The most important things are a high yield, strong finances, and a past of paying a dividend, even if it does not mean increasing it. Because of this, good companies that temporarily lower their payouts or do not raise their dividends from one year to the next are left out of dividend-growth ETFs but can stay in the Dividend 100 Index and, by extension, this ETF.
In the long run, the plan has worked out well. The Schwab U.S. Dividend Equity ETF has had the best total returns of all the ETFs in this piece since 2013. It has also done slightly better than the S&P 500. It has also done the best over the last five years, though it has not done as well lately.
The same things that have made it successful in the past may continue to do so. If you want a strong overall return or a yield that is above average, the Schwab US Dividend Equity ETF is a good choice.
Are we sure that energy is back? If so, this sector ETF looks good for income.
Energy stocks have not done well for most of the last ten years. When oil prices dropped from over $100 a barrel in 2014, the industry went through a long-lasting downturn. Investors lost billions of dollars because oil companies had to change how they did business to deal with lower costs and less cash.
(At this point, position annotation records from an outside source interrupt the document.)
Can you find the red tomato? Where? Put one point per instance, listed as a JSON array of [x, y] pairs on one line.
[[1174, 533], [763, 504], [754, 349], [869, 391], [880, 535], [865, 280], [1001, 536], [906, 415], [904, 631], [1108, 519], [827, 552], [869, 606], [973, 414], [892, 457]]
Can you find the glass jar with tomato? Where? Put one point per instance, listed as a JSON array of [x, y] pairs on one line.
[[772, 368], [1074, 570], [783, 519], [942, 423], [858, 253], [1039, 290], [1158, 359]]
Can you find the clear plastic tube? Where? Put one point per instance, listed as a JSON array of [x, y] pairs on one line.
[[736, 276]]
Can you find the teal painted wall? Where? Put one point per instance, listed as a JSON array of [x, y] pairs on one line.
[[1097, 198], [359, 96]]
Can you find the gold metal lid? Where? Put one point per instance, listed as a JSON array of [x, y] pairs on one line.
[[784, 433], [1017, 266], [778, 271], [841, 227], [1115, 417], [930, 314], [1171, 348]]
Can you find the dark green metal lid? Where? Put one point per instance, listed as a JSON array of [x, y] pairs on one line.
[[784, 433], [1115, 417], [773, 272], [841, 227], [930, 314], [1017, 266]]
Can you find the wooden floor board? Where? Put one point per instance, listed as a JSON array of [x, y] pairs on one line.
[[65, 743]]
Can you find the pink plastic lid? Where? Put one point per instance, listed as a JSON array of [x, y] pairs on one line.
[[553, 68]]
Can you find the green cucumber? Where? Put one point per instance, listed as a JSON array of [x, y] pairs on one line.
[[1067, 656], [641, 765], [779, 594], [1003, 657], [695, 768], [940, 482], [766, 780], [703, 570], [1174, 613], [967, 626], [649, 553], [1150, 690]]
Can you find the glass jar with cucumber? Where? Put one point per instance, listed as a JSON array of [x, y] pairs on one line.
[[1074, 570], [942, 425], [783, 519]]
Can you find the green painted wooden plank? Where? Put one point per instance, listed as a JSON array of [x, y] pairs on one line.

The 2020 COVID-19 pandemic hit like a second hammer, putting many businesses through an existential crisis from which only the biggest ones made it out alive.
The energy sector has made a huge comeback since the economy got better and Russia invaded Ukraine. This has made it one of the best places to spend over the past three years.
That is great news for dividend investors because most of the biggest and best energy companies pay big dividends that are safe because of their strong operations and cash flows. This makes the Energy Select Sector SPDR ETF (XLE 1.49%) more appealing for dividend investors.
Energy Select Sector SPDR has an expense ratio of 0.10%, which is a little higher than the other ETFs we have talked about. However, it has the best yield of the group, at almost 4%.
The companies it owns, like ExxonMobil (XOM 1.39%), Chevron (CVX 1.3%), Marathon Petroleum (MPC 2.06%), and EOG Resources (EOG 1.34%), maybe the most important thing about it.
One thing to keep in mind about this sector ETF: the yield is high right now, and most of the dividends are likely to stay strong and steady. However, if oil prices drop a lot and for a long time, oil producers that pay a variable income could see their dividends cut. It is also likely to be the most unpredictable.
This is because the stock prices of many of these companies change with the price of oil. This ETF might not be the best choice for you if you want less fluctuation. On the other hand, the Energy Select Sector SPDR could be the best choice if you want high returns with some short-term risk and more volatile share prices.